To distinguish between events happening at the same point in space but at different times we need to specify when an event happened as well as where it happened, so we add a time coordinate t. Events can then be uniquely located by their spacetime coordinates (t,x,y,z). To a physicist time is just a coordinate used to specify events in spacetime.
  So spatial coordinates are observer dependent. However time is absolute. Assuming we both use Greenwich Mean Time (or some other similar standard) we will always both agree on the time no matter where we are on Earth or however we are moving relative to each other. In Newtonian mechanics time is special for this reason, so it makes sense to consider it separately from space.
  The point of all this is that in relativity time is not uniquely defined. When we consider the coordinates used by different observers we find that time and space get mixed up with each other. Time is no longer distinct from space, and that’s why physicists treat it as just one of the four coordinates that together make up four dimensional spacetime.

https://physics.stackexchange.com/a/235512/132371
Now why does time flow (in the everyday sense)? The answer is entropy. Entropy is an extensive property of a thermodynamic system. It is related to the microstates that a macroscopic system can have, and is consistent with the macroscopic quantities a system can have. The second law of thermodynamics states that the entropy of an isolated system never decreases over time. Isolated systems spontaneously evolve towards thermodynamic equilibrium, maximum entropy.
https://en.wikipedia.org/wiki/Entropy

Our scientific time definition uses the concept of entropy to codify change in space, and entropy tells us that there exists an arrow of time.
  In special relativity and general relativity time is defined as a fourth coordinate on par with the three space directions, with an extension to imaginary numbers for the mathematical transformations involved. The successful description of nature, particularly by special relativity, confirms the use of time as a coordinate on par with the space coordinates.
  It is the arrow of time that distinguishes it in behavior from the other coordinates as far as the theoretical description of nature goes.

https://physics.stackexchange.com/a/32074/132371
Now basically in our own reference frame, we cannot stop the flow of time, because we do have rest mass. It does not make sense to say things like what would we see from the reference frame of a photon (massless). Because massless particles do not have a reference frame.

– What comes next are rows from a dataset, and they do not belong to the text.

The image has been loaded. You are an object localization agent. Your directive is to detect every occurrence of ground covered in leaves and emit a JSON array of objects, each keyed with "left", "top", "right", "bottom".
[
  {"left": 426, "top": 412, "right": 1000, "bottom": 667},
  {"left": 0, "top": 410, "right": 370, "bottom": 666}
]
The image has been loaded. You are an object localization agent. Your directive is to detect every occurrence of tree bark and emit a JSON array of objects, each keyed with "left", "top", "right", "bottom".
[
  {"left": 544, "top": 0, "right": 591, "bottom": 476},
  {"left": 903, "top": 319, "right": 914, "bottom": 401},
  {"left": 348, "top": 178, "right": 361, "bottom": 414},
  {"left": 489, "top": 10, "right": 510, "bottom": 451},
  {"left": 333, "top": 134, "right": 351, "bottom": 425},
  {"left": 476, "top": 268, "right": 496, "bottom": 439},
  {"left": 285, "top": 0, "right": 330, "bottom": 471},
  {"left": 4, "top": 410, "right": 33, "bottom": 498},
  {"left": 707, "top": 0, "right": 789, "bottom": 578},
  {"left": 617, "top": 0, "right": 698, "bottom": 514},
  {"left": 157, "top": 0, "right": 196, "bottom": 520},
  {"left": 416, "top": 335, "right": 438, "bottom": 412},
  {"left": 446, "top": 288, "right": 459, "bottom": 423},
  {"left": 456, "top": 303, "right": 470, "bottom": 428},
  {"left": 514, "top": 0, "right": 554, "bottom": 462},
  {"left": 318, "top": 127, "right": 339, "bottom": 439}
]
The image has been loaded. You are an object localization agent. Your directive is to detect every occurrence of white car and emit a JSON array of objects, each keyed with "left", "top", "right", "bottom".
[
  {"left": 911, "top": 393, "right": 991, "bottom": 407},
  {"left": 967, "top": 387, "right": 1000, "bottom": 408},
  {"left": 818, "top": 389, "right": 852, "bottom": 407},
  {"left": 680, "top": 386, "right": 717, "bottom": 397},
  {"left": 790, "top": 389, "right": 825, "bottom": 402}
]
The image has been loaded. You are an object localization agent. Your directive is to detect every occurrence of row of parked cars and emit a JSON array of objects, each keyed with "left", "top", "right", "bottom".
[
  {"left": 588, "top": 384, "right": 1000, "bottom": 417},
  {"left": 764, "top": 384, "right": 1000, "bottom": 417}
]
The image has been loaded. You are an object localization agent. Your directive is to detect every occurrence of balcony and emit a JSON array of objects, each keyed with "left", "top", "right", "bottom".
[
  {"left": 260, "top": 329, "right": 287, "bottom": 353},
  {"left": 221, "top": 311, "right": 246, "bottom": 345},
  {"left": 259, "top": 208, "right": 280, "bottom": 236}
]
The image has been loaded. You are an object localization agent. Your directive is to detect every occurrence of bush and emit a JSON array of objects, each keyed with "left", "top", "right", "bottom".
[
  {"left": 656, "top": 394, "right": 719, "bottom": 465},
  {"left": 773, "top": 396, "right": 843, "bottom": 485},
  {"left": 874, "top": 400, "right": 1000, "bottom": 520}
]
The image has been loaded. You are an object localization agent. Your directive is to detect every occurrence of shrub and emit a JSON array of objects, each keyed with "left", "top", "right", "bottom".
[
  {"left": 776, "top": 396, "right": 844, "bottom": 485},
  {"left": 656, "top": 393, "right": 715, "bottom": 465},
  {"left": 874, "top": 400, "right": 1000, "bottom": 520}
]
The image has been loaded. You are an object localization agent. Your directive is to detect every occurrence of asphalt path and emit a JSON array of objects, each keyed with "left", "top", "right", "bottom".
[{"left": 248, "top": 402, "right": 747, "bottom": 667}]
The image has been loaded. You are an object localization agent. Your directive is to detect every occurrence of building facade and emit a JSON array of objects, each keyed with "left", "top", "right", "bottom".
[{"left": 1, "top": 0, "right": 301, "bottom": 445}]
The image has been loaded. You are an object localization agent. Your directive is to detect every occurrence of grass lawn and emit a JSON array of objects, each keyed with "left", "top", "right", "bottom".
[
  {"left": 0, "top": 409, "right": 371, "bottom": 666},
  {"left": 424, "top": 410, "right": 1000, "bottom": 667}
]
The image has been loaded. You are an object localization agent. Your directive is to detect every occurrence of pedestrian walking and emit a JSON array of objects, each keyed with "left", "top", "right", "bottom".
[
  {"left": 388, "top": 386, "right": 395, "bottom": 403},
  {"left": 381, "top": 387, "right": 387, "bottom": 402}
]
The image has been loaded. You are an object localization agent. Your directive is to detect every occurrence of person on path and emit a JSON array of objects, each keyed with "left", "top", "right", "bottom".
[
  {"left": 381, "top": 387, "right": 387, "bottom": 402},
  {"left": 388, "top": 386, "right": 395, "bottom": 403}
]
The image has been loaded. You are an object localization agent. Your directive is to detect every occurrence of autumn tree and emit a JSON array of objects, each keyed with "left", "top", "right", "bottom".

Sometimes you hear phrases like photons do not experience time or photons see time stop. In reality, photons do not have a proper time. And this has to do with them being massless. As long as you are in a reference frame of an object that does have rest mass, you cannot stop the flow of time.
How to define the proper time of a photon?
So basically massless particles are the only ones that do not have a proper time,  but since your question is about objects (you do not specify it, but I assume with rest mass), you cannot stop the flow of time in your frame. To do that (to experience time differently) you would have to lose rest mass.
You are basically asking what makes the temporal dimension different from the spatial ones, and the answer is the arrow of time.
A: When you drive to a hardware store, you want to take your ruler with you. Leaving it at home is not helpful. We move in time and want to take our coordinate systems with us instead of leaving them behind in the mist of time where we couldn't use them.
A coordinate frame not moving in time can be easily constructed. Let's call it "coordinate frame" instead of "reference frame", because "reference frame" typically means "coordinates of a physical observer moving in time". A coordinate frame not moving in time would exist only for an instant. For example, you need to measure the length of a flexible object at a particular moment of time.
You attach a ruler to the object and a clock on each side of the object. You synchronize the clocks in advance. When both clocks show the same time, two measurements are made using the ruler on two sides of the object. The difference between the measurements represents the length of the object at the exact time of the measurement (as long as the ends of the object do not move relativistically fast).
The measurement we just made was made in a coordinate frame that existed only at the instant of the measurement. The time coordinate was the same everywhere, but the space coordinate was variable. Thus we have constructed a coordinate frame not moving in time.
While such frames are possible and sometimes can be used to measure spacelike intervals, reference frames that move with us in time are more convenient in mechanics, relativity, and cosmology to measure timelike intervals or proper time of physical objects.